1. Field of the Invention
The present invention relates to a mirror surface angle adjusting device which is incorporated in a vehicle outer mirror device, and which is for adjusting a mirror surface angle.
2. Description of the Related Art
A vehicle outer mirror device is used to view the region at the rear of a vehicle while the vehicle is traveling. Among vehicle outer mirror devices, there are vehicle outer mirror devices which are equipped with a mirror surface angle adjusting device in order to improve the ability to view the region at the rear of a vehicle.
This type of mirror surface adjusting device has a housing for accommodating functional parts. Due to the housing being fixed to a frame which is provided within a visor, the mirror surface angle adjusting device is disposed at a predetermined position at a mirror front side (vehicle front side) within the visor. Further, the mirror surface angle adjusting device is equipped with a mirror holder which can swing around a pivot portion, and a mirror is held at the mirror holder. Moreover, the mirror holder is connected to a first drive rod, which is for adjusting the vertical direction angle of the mirror, and a second drive rod, which is for adjusting the left-and-right direction angle of the mirror. Due to the first drive rod and the second drive rod being moved (stroked) in the respective axial directions thereof by the driving force of a driving device, the mirror surface angle of the mirror is adjusted.

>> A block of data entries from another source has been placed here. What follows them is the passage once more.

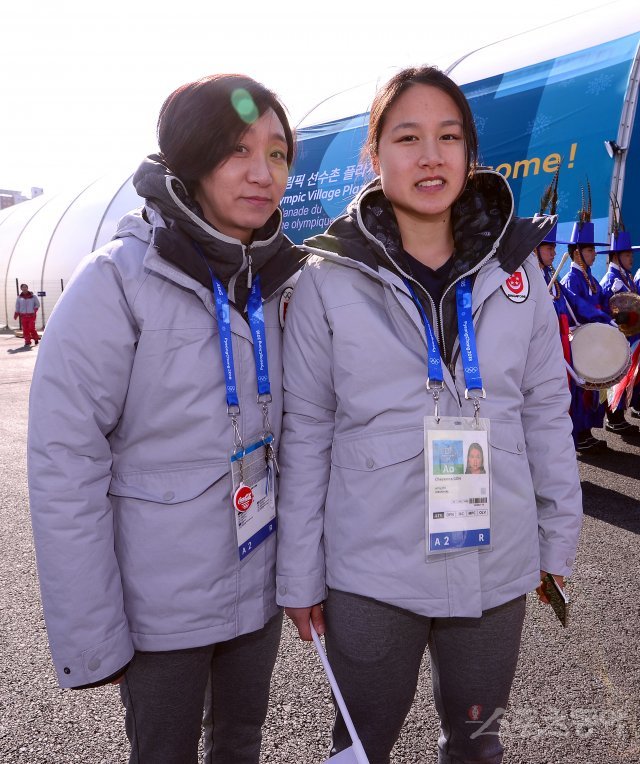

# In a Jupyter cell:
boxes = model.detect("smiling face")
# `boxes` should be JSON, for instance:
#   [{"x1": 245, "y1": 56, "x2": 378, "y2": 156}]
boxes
[
  {"x1": 194, "y1": 109, "x2": 289, "y2": 244},
  {"x1": 538, "y1": 242, "x2": 556, "y2": 268},
  {"x1": 372, "y1": 84, "x2": 467, "y2": 233}
]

However, conventionally, the above-described mirror surface angle adjusting device has not been able to used in common for left and right vehicle outer mirror devices.
This point will be described hereinafter with reference to FIG. 6. The schematic structure of a right side door mirror device 150 is illustrated at the right side of FIG. 6. As shown in FIG. 6, in the right side door mirror device 150, a mirror driving unit 152 is set upward. The mirror driving unit 152 has a substantially rectangular parallelepiped housing 154 at which mounting portions 154A are formed at the four corners thereof. Due to the mounting portions 154A being fixed to a frame (not shown) which is provided in a door mirror visor 156, the mirror driving unit 152 is disposed at a predetermined position in the door mirror visor 156. Note that, a pivot portion 158 is provided at a lower portion of the housing 154. Further, a first drive rod 160, which is for adjusting the vertical direction angle of the mirror, is provided at an upper portion of the housing 154. Moreover, a second drive rod 162, which is for adjusting the left-and-right direction angle of the mirror, is provided next to the pivot portion 158.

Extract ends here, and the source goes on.